Alaska will start dispensing free pregnancy tests in bar bathrooms.

The state will provide funding for pregnancy test dispensers to be installed in the bathrooms of 20 Alaska bars and restaurants starting in December, the Anchorage Daily News reported.

Researchers hope to use the $400,000 effort to determine if posters warning women about drinking while pregnant work better when hung on a dispenser rather than a wall.

"This is not a strategy for the chronic alcoholic who is drinking regardless of whatever message they see," Jody Allen Crowe, founder of a Minnesota non-profit, told the Anchorage Daily News. "This is really focused on the 50 percent of unexpected pregnancies, to find out they are pregnant as early as possible."

Over 30 percent of married women have unexpected pregnancies, as well as 70 percent of 20 to 29-year-olds, Healthy Brains for Children reported.

Unexpected pregnancies leave the fetus vulnerable to alcohol exposure, which can cause lifelong damage such as Fetal Alcohol Syndrome.

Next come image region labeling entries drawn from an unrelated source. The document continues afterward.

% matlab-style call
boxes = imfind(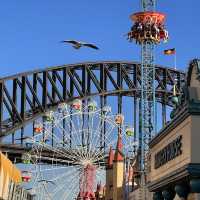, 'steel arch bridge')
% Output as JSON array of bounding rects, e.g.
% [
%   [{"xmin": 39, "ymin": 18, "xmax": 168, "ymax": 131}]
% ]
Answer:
[{"xmin": 0, "ymin": 61, "xmax": 185, "ymax": 161}]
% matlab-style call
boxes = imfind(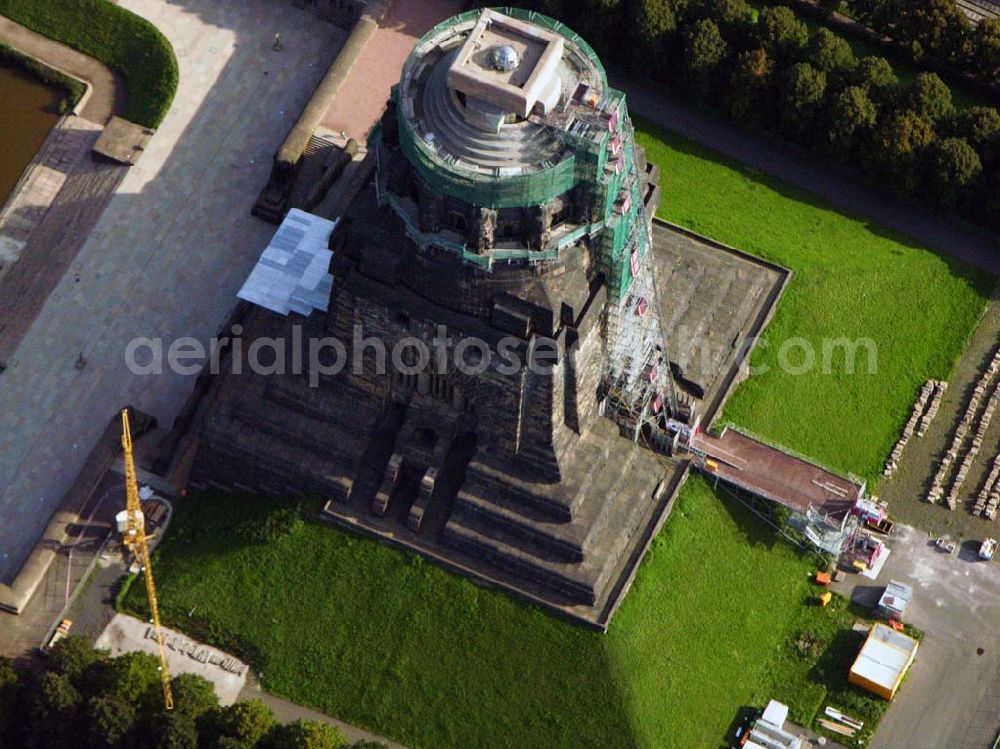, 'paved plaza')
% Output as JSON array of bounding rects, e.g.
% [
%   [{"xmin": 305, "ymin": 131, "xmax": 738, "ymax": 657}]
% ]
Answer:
[{"xmin": 0, "ymin": 0, "xmax": 344, "ymax": 582}]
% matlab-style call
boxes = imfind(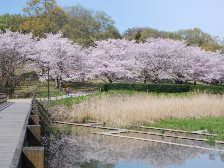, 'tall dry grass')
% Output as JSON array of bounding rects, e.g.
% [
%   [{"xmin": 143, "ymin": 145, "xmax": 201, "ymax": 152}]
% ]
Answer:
[{"xmin": 50, "ymin": 94, "xmax": 224, "ymax": 126}]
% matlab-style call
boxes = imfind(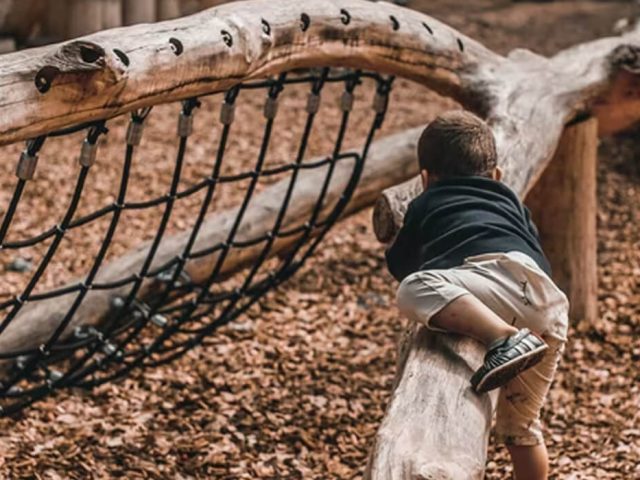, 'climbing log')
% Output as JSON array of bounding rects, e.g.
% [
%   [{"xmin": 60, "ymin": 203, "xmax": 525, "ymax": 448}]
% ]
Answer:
[
  {"xmin": 0, "ymin": 0, "xmax": 640, "ymax": 472},
  {"xmin": 0, "ymin": 125, "xmax": 419, "ymax": 370},
  {"xmin": 526, "ymin": 118, "xmax": 598, "ymax": 326},
  {"xmin": 365, "ymin": 21, "xmax": 640, "ymax": 480}
]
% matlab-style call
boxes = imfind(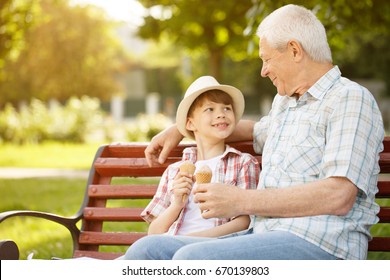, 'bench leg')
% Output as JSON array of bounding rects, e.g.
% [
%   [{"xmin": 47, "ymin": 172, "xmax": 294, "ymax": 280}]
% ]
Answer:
[{"xmin": 0, "ymin": 240, "xmax": 19, "ymax": 260}]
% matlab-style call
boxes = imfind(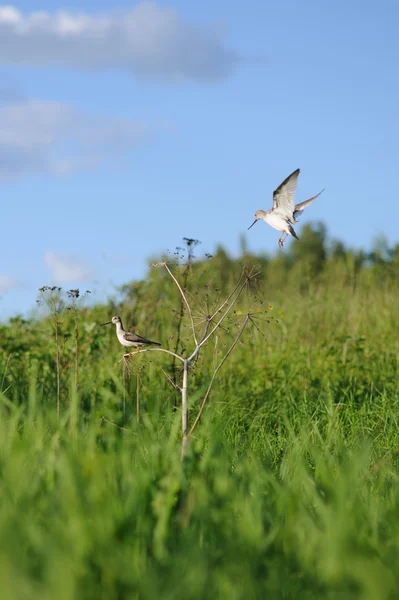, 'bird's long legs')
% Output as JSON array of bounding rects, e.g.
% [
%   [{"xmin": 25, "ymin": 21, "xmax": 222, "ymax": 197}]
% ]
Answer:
[{"xmin": 278, "ymin": 231, "xmax": 288, "ymax": 248}]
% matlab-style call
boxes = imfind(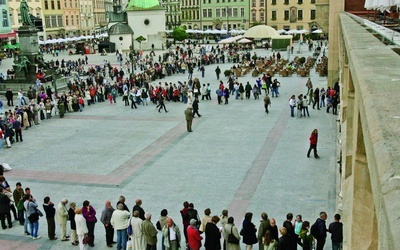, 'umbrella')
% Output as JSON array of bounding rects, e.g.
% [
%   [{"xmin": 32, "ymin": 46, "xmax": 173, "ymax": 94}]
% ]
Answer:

Condoms will also be available in the bathrooms that dispense pregnancy tests; the condoms will not be paid for with a state grant, the Anchorage Daily News reported.

"What I'm going to try and do is place these dispensers in facilities in which there are condom dispensers or they're OK with us making condoms available," Driscoll said.

The pregnancy test dispensers are mounted on the wall and are about one foot wide; they cost obout $800 each. About 5,000 tests will be distributed over a 12-month period.

"The Alaska effort is going to be very important to see empirical evidence. How does this impact the thinking of women in alcohol establishments?" Crowe said.

The Alaska Anchorage Institute of Circumpolar Health Studies, which proposed the study, will also put up posters without the dispensers in other cities. 

"That's probably a relatively small percentage of women who will see the test kit dispenser and will actually use it," Driscoll said.